NISO Forum: Tracking it Back to the Source: Managing and Citing Research Data

NISO on the Road

About the Forum

As data creation increases exponentially across nearly all scholarly disciplines, new roles and requirements are rising to meet the challenges in organization, identification, description, publication, discovery, citation, preservation, and curation to allow these materials to realize their potential in support of data-driven, often interdisciplinary research.  This Forum will focus on several new initiatives to improve community practice on data citation and data discovery.

Event Sessions

Registration Desk Opens

8:00 am

Continental Breakfast

8:00 am - 9:00 am

Introduction

Speaker

9:00 am - 9:30 am

Opening Keynote: The Many and the One: BCE themes in 21st century data curation

Speaker

Allen Renear

Professor and Interim Dean, Graduate School of Library and Information Science, University of Illinois at Urbana-Champaign
University of Illinois at Urbana-Champaign

9:30 am - 10:30 am:

Two scientists can be using "the same data" even though the computer files involved appear to be quite different.  This is familiar enough, and for the most part, in small communities with shared practices and familiar datasets, raises few problems. But these informal understandings do not scale to 21st century data curation. To get full value from cyberinfrastructure we must support huge quantities of heterogeneous data developed by diverse communities and used by diverse communities -- often with widely varying methods, tools, and purposes. To accomplish this our informal practices and understandings much be replaced, or at least supplemented, by a shared framework of standard terminology for describing complex cascades of representational levels and relationships. Fundamental problems in data curation -- and in particular problems involving provenance, identifiers, and data citation — cannot be fully resolved without such a framework. Although the deepest problems here have ancient origins, useful practical measures are now within reach.  Some recent work toward this end that is being carried out at the Center for Informatics Research in Science and Scholarship (CIRSS) at the Graduate School of Library and Information Science, University of Illinois at Urbana-Champaign will be described. 

Break

10:30 am - 10:45 am

Speaker

Joan Starr

Chair of the Metadata Working Group at DataCite, and Strategic and Project Planning Manager for the California Digital Library
DataCite / California Digital Library

10:45 am - 11:15am:

Data and data curation are assuming a growing role today’s research library. New approaches are needed both to address the resulting challenges and take advantage of the emerging opportunities. Long-term identifiers represent one such tool. In this presentation, Joan Starr will introduce identifiers and an application designed to make them easy to create and manage: EZID. She will provide a closer look at two identifier types: DOIs and ARKs, and discuss what bringing an identifier service to your institution might mean.

Speaker

Paul Bracke

Associate Dean for Digital Programs and Information Services, Purdue University
Purdue University

11:20 am -12:00 pm:

Research libraries are increasingly interested in developing data services for their campuses.
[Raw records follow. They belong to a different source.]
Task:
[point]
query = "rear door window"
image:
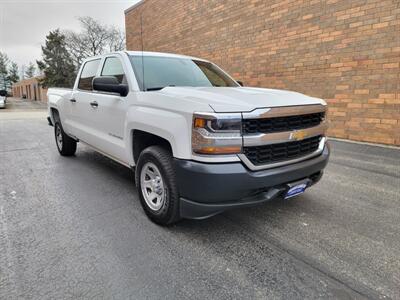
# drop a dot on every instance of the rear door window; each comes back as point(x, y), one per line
point(88, 73)
point(113, 67)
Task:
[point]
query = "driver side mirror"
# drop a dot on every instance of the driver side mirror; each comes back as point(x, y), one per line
point(110, 84)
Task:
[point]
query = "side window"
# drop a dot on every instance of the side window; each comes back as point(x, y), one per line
point(88, 73)
point(113, 67)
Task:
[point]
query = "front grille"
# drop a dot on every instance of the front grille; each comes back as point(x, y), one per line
point(280, 124)
point(260, 155)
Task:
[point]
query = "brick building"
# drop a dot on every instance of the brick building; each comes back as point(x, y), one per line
point(346, 52)
point(29, 89)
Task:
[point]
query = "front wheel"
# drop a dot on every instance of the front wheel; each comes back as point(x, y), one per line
point(157, 188)
point(65, 145)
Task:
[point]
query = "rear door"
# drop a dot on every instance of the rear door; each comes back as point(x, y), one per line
point(82, 103)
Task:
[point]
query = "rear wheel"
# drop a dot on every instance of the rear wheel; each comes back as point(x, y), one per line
point(156, 182)
point(65, 145)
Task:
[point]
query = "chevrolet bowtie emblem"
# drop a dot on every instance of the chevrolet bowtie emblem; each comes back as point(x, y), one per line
point(298, 135)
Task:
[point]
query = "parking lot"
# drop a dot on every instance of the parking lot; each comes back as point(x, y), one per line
point(74, 228)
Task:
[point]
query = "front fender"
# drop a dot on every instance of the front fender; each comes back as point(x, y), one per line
point(172, 126)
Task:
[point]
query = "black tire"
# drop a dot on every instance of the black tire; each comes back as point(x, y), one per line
point(162, 159)
point(67, 146)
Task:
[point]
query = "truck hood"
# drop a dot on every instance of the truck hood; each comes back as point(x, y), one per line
point(240, 99)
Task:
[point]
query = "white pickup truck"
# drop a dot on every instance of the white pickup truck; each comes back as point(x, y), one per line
point(198, 141)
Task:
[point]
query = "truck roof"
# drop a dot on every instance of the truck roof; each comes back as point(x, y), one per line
point(161, 54)
point(146, 53)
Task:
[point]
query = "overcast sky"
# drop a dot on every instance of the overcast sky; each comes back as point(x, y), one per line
point(24, 24)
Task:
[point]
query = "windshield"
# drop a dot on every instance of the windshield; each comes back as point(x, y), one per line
point(160, 72)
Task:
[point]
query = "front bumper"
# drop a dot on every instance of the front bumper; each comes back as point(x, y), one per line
point(209, 189)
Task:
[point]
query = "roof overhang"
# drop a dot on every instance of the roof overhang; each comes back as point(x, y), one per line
point(140, 2)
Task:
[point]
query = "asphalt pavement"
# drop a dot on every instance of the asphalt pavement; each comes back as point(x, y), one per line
point(74, 228)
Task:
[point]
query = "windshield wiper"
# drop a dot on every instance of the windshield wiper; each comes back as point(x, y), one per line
point(157, 88)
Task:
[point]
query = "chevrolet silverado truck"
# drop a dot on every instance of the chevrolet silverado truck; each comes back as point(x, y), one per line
point(3, 98)
point(198, 141)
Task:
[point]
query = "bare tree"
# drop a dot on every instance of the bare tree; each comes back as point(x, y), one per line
point(94, 39)
point(116, 39)
point(30, 71)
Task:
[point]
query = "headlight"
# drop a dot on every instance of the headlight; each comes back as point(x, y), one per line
point(216, 133)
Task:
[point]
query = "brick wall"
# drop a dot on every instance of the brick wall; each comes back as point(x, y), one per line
point(344, 51)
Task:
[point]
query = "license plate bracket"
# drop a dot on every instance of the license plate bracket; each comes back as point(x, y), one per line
point(296, 188)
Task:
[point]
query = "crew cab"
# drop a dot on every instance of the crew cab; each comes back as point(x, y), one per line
point(3, 98)
point(198, 141)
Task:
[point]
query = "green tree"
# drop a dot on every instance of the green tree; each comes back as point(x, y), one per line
point(30, 71)
point(13, 73)
point(4, 61)
point(57, 65)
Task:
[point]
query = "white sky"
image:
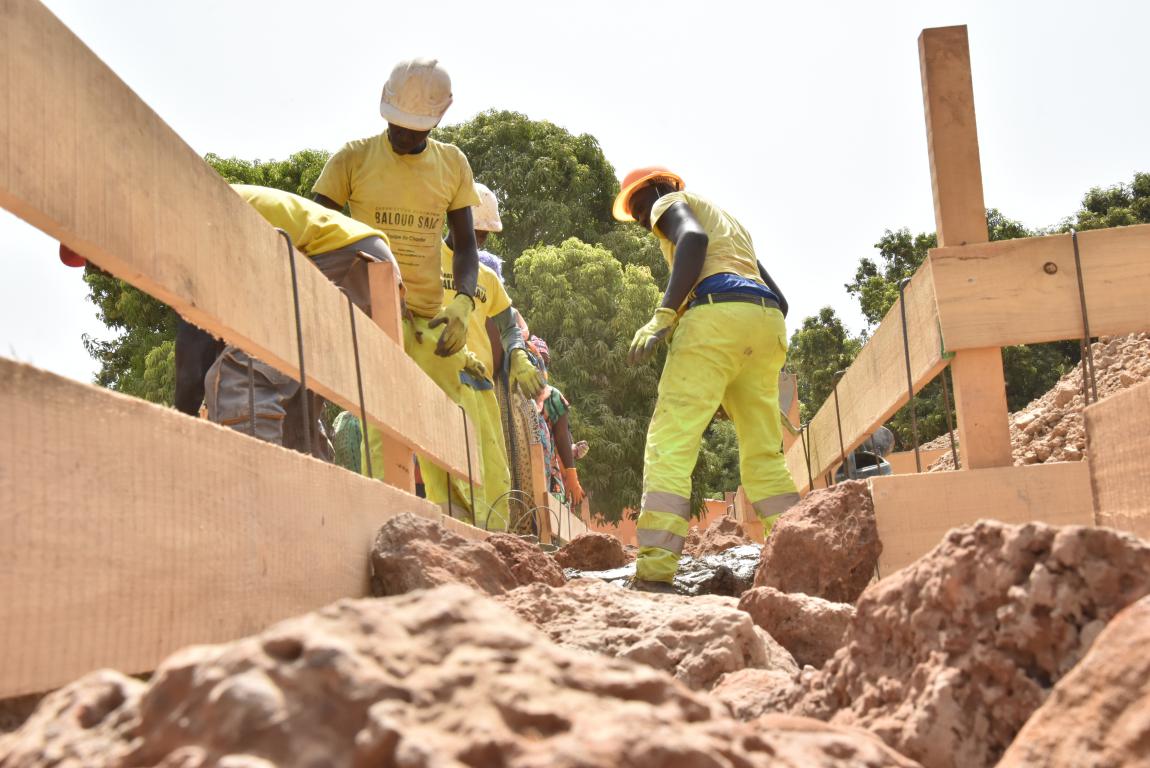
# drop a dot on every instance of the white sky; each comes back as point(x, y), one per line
point(805, 120)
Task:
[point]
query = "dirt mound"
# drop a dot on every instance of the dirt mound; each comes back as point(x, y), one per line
point(1051, 428)
point(435, 678)
point(721, 535)
point(695, 639)
point(948, 658)
point(592, 552)
point(1097, 715)
point(812, 629)
point(826, 546)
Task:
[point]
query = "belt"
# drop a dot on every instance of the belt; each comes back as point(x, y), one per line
point(722, 298)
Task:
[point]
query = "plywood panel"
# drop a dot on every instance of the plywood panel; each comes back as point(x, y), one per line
point(1118, 443)
point(131, 530)
point(87, 162)
point(1026, 291)
point(914, 512)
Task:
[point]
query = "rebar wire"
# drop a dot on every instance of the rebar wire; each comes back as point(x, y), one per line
point(910, 382)
point(359, 384)
point(838, 421)
point(950, 422)
point(299, 343)
point(1089, 383)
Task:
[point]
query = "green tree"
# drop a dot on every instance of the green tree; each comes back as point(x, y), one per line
point(551, 184)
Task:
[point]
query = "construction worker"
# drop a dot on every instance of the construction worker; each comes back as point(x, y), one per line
point(491, 305)
point(340, 247)
point(729, 344)
point(409, 185)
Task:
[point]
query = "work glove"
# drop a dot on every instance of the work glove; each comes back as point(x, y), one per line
point(454, 317)
point(524, 374)
point(575, 493)
point(645, 339)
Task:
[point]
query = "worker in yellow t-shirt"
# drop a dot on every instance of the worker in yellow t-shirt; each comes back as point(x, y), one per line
point(728, 347)
point(492, 305)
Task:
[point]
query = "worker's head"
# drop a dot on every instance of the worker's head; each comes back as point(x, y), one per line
point(485, 215)
point(641, 189)
point(414, 100)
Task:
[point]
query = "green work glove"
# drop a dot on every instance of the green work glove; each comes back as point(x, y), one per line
point(454, 316)
point(524, 374)
point(645, 339)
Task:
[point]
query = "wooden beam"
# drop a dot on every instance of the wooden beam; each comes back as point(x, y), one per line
point(914, 512)
point(956, 176)
point(1026, 291)
point(874, 386)
point(87, 162)
point(131, 530)
point(1118, 443)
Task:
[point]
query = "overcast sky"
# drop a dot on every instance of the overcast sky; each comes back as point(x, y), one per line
point(804, 120)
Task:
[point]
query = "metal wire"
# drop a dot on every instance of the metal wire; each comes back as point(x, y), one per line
point(299, 343)
point(910, 383)
point(1089, 383)
point(359, 384)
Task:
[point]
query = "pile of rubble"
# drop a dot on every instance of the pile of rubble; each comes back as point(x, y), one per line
point(1051, 428)
point(1013, 643)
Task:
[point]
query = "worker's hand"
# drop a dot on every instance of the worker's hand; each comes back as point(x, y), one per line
point(524, 374)
point(648, 337)
point(575, 493)
point(453, 317)
point(474, 367)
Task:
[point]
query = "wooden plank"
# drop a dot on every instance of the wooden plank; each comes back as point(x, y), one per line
point(87, 162)
point(914, 512)
point(131, 530)
point(1026, 291)
point(874, 388)
point(956, 177)
point(1118, 443)
point(386, 312)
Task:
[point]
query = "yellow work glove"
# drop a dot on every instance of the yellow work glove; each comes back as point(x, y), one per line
point(524, 374)
point(454, 316)
point(645, 339)
point(575, 493)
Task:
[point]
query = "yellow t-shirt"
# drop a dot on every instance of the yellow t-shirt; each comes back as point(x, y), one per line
point(729, 247)
point(313, 229)
point(490, 299)
point(407, 197)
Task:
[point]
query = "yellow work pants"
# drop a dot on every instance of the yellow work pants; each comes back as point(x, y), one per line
point(726, 354)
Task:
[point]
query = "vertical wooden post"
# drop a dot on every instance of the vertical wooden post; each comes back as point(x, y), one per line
point(383, 285)
point(956, 175)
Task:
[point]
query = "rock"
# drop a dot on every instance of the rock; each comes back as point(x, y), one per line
point(721, 535)
point(695, 639)
point(812, 629)
point(826, 546)
point(592, 552)
point(1099, 713)
point(415, 553)
point(949, 657)
point(527, 562)
point(444, 677)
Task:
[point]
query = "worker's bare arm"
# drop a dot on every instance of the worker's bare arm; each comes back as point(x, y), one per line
point(680, 225)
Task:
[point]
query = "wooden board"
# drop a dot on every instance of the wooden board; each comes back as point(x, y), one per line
point(914, 512)
point(131, 530)
point(1002, 293)
point(87, 162)
point(874, 386)
point(1118, 443)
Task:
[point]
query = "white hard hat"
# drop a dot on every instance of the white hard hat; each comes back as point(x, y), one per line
point(416, 94)
point(485, 215)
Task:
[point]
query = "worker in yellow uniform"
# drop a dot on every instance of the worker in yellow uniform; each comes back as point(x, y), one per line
point(491, 305)
point(728, 346)
point(411, 186)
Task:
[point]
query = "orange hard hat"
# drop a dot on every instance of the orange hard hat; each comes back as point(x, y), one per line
point(634, 181)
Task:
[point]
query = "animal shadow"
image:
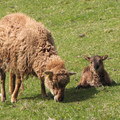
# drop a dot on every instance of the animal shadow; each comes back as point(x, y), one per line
point(77, 95)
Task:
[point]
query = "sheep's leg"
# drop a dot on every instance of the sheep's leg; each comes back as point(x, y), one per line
point(15, 93)
point(43, 91)
point(12, 82)
point(3, 94)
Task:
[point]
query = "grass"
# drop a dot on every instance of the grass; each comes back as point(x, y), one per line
point(68, 20)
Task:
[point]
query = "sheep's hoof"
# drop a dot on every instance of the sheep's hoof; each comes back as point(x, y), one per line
point(13, 100)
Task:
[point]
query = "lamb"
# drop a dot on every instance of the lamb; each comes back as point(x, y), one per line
point(95, 74)
point(28, 48)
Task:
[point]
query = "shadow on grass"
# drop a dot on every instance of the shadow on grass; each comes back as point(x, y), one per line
point(76, 95)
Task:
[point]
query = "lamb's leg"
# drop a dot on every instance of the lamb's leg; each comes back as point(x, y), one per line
point(43, 91)
point(15, 93)
point(3, 94)
point(12, 82)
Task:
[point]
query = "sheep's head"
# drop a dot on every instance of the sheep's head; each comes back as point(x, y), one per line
point(56, 83)
point(96, 62)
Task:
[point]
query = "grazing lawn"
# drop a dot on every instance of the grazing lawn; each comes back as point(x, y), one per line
point(80, 28)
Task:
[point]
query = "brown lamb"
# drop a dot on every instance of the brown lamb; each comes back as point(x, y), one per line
point(27, 48)
point(95, 74)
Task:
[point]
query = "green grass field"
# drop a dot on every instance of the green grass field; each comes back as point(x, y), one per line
point(69, 20)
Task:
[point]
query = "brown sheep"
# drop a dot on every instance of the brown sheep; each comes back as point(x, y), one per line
point(94, 74)
point(27, 48)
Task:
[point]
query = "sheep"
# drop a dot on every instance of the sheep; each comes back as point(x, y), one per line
point(28, 48)
point(94, 74)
There are many perspectives, however, on how to develop services that are responsive to the many needs of scientists; sensitive to the concerns of scientists who are not always accustomed to sharing their data; and that are attractive to campus administrators. This presentation will discuss the development of campus-based data services programs, the centrality of data citation to these efforts, and the ways in which engagement with DataCite can enhance local programs.

Data Equivalence

Speaker

Mark Parsons

Lead Project Manager, Senior Associate Scientist, National Snow and Ice Data Center
National Snow and Ice Data Center

12:00 pm - 12:45 pm:

Data citation, especially using persistent identifiers like Digital Object Identifiers (DOIs), is an increasingly accepted scientific practice. Recently, several, respected organizations have developed guidelines for data citation. The different guidelines are largely congruent in that they agree on the basic practice and elements of data citation, especially for relatively static, whole data collections. There is less agreement on the more subtle nuances of data citation that are sometimes necessary to ensure precise reference and scientific reproducibility--the core purpose of data citation. We need to be sure that if you follow a data reference you get to the precise data that were used or at least their scientific equivalent. Identifiers such as DOIs are necessary but not sufficient for the precise, detailed, references necessary. This talk discusses issues around data set versioning, micro-citation, and scientific equivalence. I propose some interim solutions and suggest research strategies for the future.

Lunch

12:45 pm - 1:45 pm

ResourceSync: Web-Based Resource Synchronization. Also for Data.

Speaker

Herbert Van de Sompel

Chief Innovation Officer
DANS (Data Archiving and Networked Services), The Hague, The Netherlands

1:45 pm - 2:30 pm:

Web applications frequently leverage resources made available by remote Web servers. As resources are created, updated, or deleted these applications face challenges to remain in lockstep with the server’s change dynamics. Several approaches exist to help meet this challenge for use cases where “good enough” synchronization is acceptable. But when strict resource coverage or low synchronization latency is required, commonly accepted Web-based solutions remain elusive. Motivated by the need to synchronize resources for applications in the realm of cultural heritage and research communication, the National Information Standards Organization (NISO) and the Open Archives Initiative (OAI) have launched the ResourceSync project that aims at designing an approach for resource synchronization that is aligned with the web architecture and that has a fair chance of adoption by different communities. The presentation will discuss some motivating use cases and will provide a perspective on the resource synchronization problem that results from ResourceSync project discussions. It will provide an overview of the ongoing thinking regarding an approach to address the challenges and will pay special attention to aspects that are relevant for the synchronization of data.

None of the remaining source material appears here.